Comment by jacob019
Found the web interface: https://ux.priorlabs.ai/ Really cool!
Just playing around with regression mode...
A very simple dataset, powers of two:
1:2, 2:4, 3:8, 5:32, 6:64, 7:128 (missing the #4 value)
Predictions (1-10):
1.582 5.236 13.150 22.943 37.584 67.475 109.945 155.322 218.001 10,300.425
Error (1-10):
-26.4% 23.6% 39.2% 30.3% 14.9% 5.2% -16.4% -64.8% -134.9% -240.9%
... well, it has a positive slopeLet's see what happens if we copy the exact same values in the dataset 10 times first.
Predictions (1-10):
1.993 3.967 7.986 18.138 31.965 64.140 128.125 126.607 130.667 161.756
Error (1-10):
-0.3% -0.8% -0.2% 11.8% -0.1% 0.2% 0.1% -102.2% -291.8% -533.1%
Interesting, repeated values give the model a lot more confidence of the known values.

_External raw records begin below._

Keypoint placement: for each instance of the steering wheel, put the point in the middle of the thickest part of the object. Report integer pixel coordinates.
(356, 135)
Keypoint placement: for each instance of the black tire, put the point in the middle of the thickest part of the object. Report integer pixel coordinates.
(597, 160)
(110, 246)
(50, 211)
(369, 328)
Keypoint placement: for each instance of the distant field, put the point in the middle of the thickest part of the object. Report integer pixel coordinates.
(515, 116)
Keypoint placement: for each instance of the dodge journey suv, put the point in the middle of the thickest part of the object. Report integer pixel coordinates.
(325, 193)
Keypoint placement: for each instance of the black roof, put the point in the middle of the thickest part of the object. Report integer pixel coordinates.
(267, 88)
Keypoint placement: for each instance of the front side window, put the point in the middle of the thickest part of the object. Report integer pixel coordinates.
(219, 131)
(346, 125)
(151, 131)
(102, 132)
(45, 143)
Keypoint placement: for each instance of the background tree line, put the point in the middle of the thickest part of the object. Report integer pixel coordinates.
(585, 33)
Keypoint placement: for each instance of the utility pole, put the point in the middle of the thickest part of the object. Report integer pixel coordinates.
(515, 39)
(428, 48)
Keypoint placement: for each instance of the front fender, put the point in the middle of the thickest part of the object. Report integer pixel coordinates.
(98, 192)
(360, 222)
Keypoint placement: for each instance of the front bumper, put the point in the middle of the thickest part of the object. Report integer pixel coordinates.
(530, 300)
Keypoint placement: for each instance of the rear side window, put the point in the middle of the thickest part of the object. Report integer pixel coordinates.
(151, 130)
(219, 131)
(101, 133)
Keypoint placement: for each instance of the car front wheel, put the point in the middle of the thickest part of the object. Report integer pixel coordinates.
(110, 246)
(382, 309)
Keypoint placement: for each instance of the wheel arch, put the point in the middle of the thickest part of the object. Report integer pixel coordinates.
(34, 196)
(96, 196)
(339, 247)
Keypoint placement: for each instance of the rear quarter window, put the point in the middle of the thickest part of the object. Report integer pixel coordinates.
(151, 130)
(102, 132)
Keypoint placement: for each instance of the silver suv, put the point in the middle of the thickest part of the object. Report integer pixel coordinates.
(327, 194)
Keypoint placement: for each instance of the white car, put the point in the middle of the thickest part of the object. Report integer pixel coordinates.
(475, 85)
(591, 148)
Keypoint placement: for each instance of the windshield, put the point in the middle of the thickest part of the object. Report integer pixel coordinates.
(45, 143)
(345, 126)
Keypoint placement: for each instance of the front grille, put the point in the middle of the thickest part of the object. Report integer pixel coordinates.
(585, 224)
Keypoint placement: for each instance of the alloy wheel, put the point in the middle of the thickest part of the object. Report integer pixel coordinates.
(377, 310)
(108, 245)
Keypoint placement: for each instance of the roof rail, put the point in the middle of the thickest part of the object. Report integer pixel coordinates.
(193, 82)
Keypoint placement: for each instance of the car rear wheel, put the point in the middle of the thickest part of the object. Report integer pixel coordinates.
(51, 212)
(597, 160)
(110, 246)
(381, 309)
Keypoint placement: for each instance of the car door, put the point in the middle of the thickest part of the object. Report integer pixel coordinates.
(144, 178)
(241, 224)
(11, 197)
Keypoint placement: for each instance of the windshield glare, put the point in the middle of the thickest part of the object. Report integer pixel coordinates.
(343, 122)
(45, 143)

The interpolated #4 value is still off by 12%. It does not extrapolate well at all.Looking forward to trying it on real world data with more features.
Yes! This makes sense from a learning perspective: More samples add additional evidence the datapoint is actually what you observed - based on one sample the model is closer to a mean regression (which would translate to more balanced class probabilities in classification). Transformers have trouble counting repeated entries (there was a famous failure case of ChatGPT, asking it to count the number of 1s and 0s in a string). This model has some tricks to solve this.